I have seen all films by Ozu which have survived as prints. As much as I apreciate Tokyo Story as a masterpiece, Ozu made at least a dozen of it. Like all great directors who worked for several decades, his work is full of changes aand experiments. As glad as I am that more and more younger japanese and non-japanese filmmaker discover Ozu as what he was – a prophet of modern cinema- the most important thing is he introduced to the west the most successful realism movement, the shomingeki film to western people. As much I adore his late work with some films you can call perfect, his films from the 30s where the shomingeki film (films which focuse on everyday life) was born. 10 years before the neorealsm films like THE ONLY SON or AN INN IN TOKYO are still until today the finest films on exploitation of hman work in the industrial age. A WOMAN FROM TOKYO in its modernity about relations betweeen genders is unbelievable for a film in the 30s.

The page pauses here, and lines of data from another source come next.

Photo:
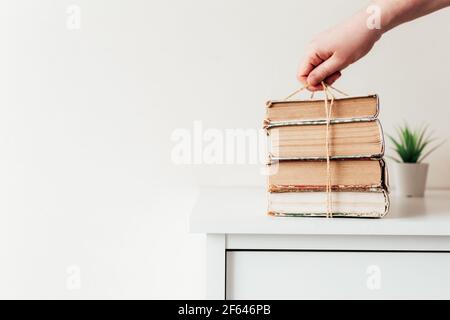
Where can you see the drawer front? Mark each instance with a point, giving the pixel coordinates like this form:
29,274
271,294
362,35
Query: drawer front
337,275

At all, I think with films by Ozu or Ford, you leaarn everything about cinema.
Jay Leighty
Finally watched this one and I’m compelled now to watch some other Ozu films. At first I found the film so ploddingly paced that I wondered how it could ever live up to it’s lofty reputation but after awhile it felt less like I was observing the characters and more like I was sharing space with them. Noriko (the virtuous step-daughter) is one of my favorite characters in all of cinema. I felt like she could walk right off of the screen and I didn’t want her story to end. Any other thoughts on the film and any reccomendations for which Ozu to check out next?